Ballard has been responsible since the early 1960s for linens, some sewing, magazine subscriptions, housekeeping of the lobbies and other chores that make the clinic run smoothly.  She preserves numerous photo albums, which she began filling more that 30 years ago, that show the clinic’s history.[8]



    Vera (Mark) Ballard died in on 8 June 1995 in Tampa, Florida where she had been in a nursing home for a long time.  She was 89 years old.  She is buried in Florida.[9]

[1]Record of Birth for Vera Victoria Mark, 27 July 1905, Probate Court for Medina County, Ohio. 

[2]1920 U. S. Census, Medina County, Ohio; Volume 147, ED 67, Sheet 5, Line 37, Family History Center Microfilm # 1821417: Thomas K. Mark, Head of Household.

[3]Marriage Certificate for Vera Mark and Robert E. Ballard, 26 May 1933, Certificate # 40, Medina County Probate Court, Medina, Ohio.

[4]“Interviews with Delbert K. Brown.”

[5]“Interviews with Wava Mark Braun”.

[6]“Interviews with Harold Jay Nee.”

[7]“Interviews with Wava Mark Braun”.

[8]The Ledger (Florida) c. 1987, newspaper clipping, photocopy in possession of Colleen G. Brown Pasquale.  “Registered Nurse.

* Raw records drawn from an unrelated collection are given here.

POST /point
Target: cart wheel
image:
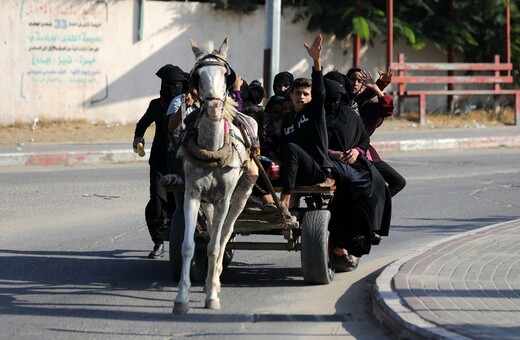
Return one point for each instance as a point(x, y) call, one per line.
point(228, 255)
point(199, 262)
point(316, 264)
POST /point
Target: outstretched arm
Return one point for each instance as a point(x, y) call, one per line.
point(315, 51)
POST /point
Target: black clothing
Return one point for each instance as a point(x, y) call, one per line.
point(361, 203)
point(308, 128)
point(282, 77)
point(395, 181)
point(161, 204)
point(155, 113)
point(299, 167)
point(304, 141)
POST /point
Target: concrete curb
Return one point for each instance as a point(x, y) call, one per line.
point(389, 309)
point(448, 144)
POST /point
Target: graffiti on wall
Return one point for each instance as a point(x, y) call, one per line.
point(63, 40)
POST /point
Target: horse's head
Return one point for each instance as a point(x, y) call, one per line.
point(212, 77)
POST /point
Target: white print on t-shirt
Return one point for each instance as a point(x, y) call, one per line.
point(290, 129)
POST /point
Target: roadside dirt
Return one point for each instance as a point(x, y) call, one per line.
point(82, 131)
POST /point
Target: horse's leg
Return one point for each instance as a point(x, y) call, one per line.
point(238, 202)
point(213, 280)
point(191, 208)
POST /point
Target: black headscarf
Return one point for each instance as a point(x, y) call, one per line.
point(282, 77)
point(344, 127)
point(337, 76)
point(174, 82)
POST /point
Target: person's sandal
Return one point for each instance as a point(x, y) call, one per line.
point(329, 182)
point(269, 207)
point(376, 239)
point(286, 213)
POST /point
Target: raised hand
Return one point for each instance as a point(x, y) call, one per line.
point(315, 49)
point(386, 77)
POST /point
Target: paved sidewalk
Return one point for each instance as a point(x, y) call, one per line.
point(466, 286)
point(383, 141)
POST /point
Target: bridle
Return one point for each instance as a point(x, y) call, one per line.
point(211, 60)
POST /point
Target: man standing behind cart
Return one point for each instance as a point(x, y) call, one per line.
point(161, 205)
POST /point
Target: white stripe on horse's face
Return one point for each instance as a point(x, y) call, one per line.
point(212, 82)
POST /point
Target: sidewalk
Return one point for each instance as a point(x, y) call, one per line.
point(466, 286)
point(383, 141)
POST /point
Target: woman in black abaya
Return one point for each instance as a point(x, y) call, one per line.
point(361, 207)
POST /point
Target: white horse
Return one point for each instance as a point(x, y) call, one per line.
point(218, 168)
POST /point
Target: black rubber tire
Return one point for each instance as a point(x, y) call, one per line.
point(315, 253)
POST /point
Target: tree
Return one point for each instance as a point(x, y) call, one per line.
point(476, 29)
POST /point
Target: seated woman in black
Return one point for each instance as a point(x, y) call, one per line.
point(361, 205)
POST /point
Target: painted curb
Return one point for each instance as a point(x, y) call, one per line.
point(389, 309)
point(70, 158)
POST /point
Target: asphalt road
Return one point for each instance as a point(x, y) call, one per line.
point(73, 248)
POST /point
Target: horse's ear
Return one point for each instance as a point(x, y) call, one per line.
point(223, 49)
point(195, 49)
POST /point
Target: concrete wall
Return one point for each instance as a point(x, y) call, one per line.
point(81, 59)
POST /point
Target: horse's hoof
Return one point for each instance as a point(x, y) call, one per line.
point(180, 308)
point(213, 304)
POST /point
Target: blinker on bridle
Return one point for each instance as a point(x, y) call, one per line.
point(204, 61)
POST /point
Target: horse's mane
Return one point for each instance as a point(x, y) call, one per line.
point(208, 48)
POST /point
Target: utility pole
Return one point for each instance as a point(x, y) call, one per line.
point(273, 11)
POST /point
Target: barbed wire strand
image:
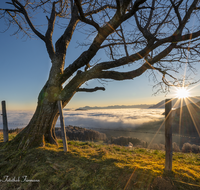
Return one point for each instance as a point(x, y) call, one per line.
point(106, 129)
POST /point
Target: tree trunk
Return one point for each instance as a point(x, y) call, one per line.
point(40, 129)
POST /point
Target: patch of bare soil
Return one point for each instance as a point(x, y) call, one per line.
point(160, 183)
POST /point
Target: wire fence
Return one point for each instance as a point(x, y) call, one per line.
point(127, 130)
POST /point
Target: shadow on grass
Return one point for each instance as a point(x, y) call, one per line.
point(86, 166)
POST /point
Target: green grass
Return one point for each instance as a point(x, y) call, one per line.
point(95, 166)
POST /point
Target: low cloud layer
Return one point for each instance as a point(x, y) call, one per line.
point(108, 118)
point(115, 118)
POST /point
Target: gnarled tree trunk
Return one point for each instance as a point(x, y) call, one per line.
point(40, 129)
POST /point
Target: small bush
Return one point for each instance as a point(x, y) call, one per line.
point(187, 147)
point(175, 147)
point(195, 148)
point(124, 141)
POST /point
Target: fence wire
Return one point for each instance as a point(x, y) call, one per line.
point(106, 129)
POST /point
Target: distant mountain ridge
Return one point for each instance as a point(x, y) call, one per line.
point(161, 104)
point(144, 106)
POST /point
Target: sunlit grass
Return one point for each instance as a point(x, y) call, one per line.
point(90, 165)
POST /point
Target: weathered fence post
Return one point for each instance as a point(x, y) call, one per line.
point(168, 135)
point(62, 123)
point(5, 123)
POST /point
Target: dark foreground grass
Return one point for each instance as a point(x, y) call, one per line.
point(95, 166)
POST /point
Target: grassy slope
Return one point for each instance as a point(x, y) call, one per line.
point(93, 166)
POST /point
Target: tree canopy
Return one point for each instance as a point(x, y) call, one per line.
point(147, 35)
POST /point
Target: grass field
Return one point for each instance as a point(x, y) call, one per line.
point(95, 166)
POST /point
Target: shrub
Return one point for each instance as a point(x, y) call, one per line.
point(187, 147)
point(195, 148)
point(175, 147)
point(81, 134)
point(124, 141)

Vera Ballard proud of her profession, puts calling before pleasure.”

[9]Certificate of Death for Vera V. Ballard, 8 June 1995, Certificate #69832, State of Florida, Office of Vital Statistics, Florida.

The above story of Vera was taken from my book,

The Mark Family Story.


  1. Such a great article about a very special person. I know you are beaming with admiration for a very special Great Aunt and her achievements. 

  2. Vera sounds like a really special lady. And such a dedicated nurse!

  3. Thanks for your kind comments. I wish I had know my aunt better.